This function estimates a regression model with parameters, where the model can be one of a set of pre-defined models.

EstimateBioticRegression(
  InputDataType = c("IndividualsData", "SuperIndividualsData"),
  RegressionModel = c("SimpleLinear", "Power"),
  DependentVariable = character(),
  DependentResolutionVariable = character(),
  IndependentVariable = character(),
  IndependentResolutionVariable = character(),
  GroupingVariables = character(),
  IndividualsData,
  SuperIndividualsData
)

Arguments

InputDataType

The type of biotic data to estimate the regression parameters based on, one of "IndividualsData" and "SuperIndividualsData". See Details.

RegressionModel

Character: A string naming the model to use for the regression. See Details for options.

DependentVariable

The name of the dependent variable (response variable).

DependentResolutionVariable

(Optional) The name of the variable that gives the resolution of the DependentVariable. If the DependentResolutionVariable is given, half of the resolution is added to the DependentVariable, and the regression model is fitted at those values. E.g., if DependentVariable = "IndividualTotalLength" and DependentResolutionVariable = "LengthResolution", the regression model is fitted at IndividualTotalLength + LengthResolution/2.

IndependentVariable

The name of the independent variable (explanatory variable).

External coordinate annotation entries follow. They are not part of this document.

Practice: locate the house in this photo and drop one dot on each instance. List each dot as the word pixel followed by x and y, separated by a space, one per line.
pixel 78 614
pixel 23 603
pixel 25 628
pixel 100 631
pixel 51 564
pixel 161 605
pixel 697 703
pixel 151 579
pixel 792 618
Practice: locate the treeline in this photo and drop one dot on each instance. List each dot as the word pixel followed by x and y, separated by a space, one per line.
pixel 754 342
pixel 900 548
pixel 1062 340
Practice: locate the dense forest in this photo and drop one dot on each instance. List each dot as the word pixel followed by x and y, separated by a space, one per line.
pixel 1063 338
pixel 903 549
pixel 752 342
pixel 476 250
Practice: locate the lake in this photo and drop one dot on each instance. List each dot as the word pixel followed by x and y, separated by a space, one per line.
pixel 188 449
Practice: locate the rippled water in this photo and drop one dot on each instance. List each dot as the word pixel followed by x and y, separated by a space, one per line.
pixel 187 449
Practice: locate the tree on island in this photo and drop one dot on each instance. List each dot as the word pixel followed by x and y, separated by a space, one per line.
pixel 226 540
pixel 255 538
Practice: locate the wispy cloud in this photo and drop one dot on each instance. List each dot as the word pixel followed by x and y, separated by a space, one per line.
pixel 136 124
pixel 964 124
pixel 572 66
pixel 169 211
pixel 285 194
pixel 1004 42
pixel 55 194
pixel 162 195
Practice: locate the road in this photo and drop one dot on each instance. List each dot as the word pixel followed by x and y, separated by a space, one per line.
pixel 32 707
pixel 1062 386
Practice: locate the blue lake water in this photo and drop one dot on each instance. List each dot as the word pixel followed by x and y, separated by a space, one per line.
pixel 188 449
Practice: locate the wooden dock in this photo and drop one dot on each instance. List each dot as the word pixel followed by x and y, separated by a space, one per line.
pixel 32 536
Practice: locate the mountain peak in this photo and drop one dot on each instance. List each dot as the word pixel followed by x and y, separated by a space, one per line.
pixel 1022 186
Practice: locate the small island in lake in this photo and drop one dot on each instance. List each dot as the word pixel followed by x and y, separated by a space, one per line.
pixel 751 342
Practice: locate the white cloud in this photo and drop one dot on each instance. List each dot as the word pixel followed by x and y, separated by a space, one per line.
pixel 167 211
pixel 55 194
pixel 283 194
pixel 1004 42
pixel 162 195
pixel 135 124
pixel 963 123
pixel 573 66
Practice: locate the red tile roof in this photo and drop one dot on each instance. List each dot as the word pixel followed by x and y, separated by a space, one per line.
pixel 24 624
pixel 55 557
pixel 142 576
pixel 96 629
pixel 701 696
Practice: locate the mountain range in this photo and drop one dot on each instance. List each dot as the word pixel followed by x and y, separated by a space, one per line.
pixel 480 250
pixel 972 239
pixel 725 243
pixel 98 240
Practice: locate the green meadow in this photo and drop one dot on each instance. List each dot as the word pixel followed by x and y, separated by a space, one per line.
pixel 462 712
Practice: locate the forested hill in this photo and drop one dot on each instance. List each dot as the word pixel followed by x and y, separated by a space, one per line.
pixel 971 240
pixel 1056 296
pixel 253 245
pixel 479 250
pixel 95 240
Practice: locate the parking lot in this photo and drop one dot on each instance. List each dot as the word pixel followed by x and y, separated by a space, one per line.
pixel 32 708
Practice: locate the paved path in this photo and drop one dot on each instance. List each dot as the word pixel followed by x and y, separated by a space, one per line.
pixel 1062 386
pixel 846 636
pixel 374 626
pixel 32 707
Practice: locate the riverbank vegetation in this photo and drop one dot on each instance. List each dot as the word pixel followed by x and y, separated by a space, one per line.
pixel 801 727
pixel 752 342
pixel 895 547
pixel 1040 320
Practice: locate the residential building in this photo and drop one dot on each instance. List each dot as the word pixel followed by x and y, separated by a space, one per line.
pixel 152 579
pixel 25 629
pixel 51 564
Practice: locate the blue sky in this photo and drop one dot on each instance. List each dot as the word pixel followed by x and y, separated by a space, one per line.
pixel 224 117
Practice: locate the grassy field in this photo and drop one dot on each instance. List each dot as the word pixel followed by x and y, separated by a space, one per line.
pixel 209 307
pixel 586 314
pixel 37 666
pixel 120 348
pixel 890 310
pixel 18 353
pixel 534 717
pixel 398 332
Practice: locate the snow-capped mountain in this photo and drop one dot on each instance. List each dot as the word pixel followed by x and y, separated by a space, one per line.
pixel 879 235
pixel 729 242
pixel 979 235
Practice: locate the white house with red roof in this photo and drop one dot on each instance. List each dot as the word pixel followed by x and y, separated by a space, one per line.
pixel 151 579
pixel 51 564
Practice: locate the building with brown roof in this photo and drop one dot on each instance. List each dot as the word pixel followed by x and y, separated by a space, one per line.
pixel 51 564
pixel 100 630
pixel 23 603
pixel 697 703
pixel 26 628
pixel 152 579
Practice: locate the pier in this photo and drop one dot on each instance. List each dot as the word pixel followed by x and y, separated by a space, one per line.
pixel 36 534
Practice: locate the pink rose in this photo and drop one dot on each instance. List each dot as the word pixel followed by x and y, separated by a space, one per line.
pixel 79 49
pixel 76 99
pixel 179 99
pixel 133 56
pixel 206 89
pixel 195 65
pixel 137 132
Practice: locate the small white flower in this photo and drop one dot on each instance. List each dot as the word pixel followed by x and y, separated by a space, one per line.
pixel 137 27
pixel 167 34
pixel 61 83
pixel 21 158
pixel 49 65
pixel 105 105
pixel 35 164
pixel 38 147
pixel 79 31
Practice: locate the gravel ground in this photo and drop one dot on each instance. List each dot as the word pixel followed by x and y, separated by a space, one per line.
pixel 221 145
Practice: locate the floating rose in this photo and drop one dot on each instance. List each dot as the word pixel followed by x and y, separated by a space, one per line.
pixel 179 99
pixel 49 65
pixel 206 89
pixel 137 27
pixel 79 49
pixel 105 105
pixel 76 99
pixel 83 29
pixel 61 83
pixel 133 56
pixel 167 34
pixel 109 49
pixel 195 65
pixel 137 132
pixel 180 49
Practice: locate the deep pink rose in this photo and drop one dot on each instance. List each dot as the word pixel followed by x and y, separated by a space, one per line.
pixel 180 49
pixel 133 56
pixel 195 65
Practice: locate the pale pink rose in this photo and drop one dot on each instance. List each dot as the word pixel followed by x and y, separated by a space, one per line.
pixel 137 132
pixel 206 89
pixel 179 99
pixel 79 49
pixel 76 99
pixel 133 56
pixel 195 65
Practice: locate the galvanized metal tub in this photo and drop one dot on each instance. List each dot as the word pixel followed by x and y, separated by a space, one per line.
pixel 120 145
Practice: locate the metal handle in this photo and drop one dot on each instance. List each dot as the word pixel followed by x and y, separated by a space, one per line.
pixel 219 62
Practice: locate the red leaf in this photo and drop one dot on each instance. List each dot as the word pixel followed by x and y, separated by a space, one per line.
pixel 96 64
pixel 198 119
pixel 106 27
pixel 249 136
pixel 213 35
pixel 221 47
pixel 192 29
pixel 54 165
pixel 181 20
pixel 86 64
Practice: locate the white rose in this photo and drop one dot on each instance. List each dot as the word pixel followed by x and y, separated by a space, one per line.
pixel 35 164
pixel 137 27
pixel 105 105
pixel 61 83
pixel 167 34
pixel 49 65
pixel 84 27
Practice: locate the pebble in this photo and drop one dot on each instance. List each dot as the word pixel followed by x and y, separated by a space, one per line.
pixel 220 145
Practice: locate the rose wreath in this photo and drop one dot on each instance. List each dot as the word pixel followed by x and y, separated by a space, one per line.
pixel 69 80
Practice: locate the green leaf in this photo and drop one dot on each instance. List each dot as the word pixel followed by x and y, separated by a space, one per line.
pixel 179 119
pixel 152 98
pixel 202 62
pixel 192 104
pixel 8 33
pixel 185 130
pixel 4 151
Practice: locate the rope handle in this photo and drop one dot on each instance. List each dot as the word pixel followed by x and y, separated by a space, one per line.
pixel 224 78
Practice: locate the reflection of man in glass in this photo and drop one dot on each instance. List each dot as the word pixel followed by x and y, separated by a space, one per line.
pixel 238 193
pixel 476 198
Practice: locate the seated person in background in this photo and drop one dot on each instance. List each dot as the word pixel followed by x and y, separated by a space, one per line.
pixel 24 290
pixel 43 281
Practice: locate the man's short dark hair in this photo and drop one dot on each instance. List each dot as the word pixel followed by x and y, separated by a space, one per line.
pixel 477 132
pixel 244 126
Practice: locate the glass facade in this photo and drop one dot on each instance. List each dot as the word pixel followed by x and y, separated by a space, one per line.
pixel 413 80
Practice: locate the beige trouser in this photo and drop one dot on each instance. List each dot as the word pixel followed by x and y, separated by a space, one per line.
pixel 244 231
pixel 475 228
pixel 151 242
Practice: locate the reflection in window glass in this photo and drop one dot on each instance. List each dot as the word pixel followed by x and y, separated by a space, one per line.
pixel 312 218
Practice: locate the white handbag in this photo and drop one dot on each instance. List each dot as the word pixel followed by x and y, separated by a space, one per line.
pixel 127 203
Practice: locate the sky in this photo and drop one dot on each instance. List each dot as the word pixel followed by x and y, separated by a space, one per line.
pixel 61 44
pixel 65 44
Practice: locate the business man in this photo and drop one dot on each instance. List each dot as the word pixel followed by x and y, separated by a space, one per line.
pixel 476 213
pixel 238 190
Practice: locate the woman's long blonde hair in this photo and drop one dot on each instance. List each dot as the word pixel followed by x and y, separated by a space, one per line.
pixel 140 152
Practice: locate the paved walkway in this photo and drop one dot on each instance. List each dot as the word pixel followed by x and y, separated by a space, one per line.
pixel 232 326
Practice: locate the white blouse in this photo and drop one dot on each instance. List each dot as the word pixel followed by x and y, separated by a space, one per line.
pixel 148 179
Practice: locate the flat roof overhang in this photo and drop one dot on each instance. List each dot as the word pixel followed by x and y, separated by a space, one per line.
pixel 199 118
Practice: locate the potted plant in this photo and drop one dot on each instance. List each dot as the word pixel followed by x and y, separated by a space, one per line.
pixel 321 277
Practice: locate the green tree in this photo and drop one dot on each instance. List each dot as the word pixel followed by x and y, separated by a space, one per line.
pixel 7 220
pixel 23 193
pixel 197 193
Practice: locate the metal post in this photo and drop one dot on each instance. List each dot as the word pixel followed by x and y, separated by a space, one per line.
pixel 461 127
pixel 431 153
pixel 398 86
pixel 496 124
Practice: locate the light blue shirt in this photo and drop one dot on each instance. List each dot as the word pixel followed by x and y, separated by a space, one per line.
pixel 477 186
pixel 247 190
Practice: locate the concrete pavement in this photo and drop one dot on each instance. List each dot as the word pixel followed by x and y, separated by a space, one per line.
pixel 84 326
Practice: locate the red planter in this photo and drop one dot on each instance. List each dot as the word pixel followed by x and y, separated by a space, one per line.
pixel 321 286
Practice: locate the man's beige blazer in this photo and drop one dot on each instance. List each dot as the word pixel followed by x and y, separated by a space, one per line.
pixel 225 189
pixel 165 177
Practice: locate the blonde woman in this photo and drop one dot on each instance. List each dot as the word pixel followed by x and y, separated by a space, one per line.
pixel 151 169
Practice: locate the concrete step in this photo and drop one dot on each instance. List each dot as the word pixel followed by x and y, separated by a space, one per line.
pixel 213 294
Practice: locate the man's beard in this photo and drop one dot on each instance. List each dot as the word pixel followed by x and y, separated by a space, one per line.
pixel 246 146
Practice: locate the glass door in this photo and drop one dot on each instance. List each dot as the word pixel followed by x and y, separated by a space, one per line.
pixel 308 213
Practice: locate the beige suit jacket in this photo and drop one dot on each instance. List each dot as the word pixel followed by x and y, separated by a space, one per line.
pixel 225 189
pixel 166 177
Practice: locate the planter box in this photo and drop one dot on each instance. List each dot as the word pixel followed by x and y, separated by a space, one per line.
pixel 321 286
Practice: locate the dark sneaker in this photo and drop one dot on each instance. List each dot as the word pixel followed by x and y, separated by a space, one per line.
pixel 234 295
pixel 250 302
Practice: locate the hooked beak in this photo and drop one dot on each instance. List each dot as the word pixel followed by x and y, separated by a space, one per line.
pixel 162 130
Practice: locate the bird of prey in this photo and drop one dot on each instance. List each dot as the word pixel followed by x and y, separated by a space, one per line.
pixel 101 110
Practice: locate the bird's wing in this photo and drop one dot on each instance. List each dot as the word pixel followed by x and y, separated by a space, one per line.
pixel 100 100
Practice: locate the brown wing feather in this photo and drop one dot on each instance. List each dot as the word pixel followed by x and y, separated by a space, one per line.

IndependentResolutionVariable

(Optional) The name of the variable that gives the resolution of the IndependentVariable. See also DependentResolutionVariable.

GroupingVariables

An optional vector of strings defining variables seving as grouping variables in the RegressionTable. Setting this adds the its elements as columns in the RegressionTable in the GUI.

IndividualsData

The IndividualsData data.

SuperIndividualsData

The SuperIndividualsData data.

Value

An object of StoX data type Regression.

Details

The RegressionModel "Power" performs a log-log transformed simple linear regression of the model Y ~ a X^b exp(epsilon), where the error term epsilon is assumed to follow the normal distibution with mean 0 (see fishR).

When using IndividualTotalLength as DependentVariable it can happen that IndividualTotalLength = 0 in SuperIndividualsData due to lower length resolution in the QuantityData than in the IndividualsData going in to the SuperIndividuals function. In such cases the only option is to use InputDataType = "IndividualsData".

See also

DefineRegression for defining regression parameters directly of from a file.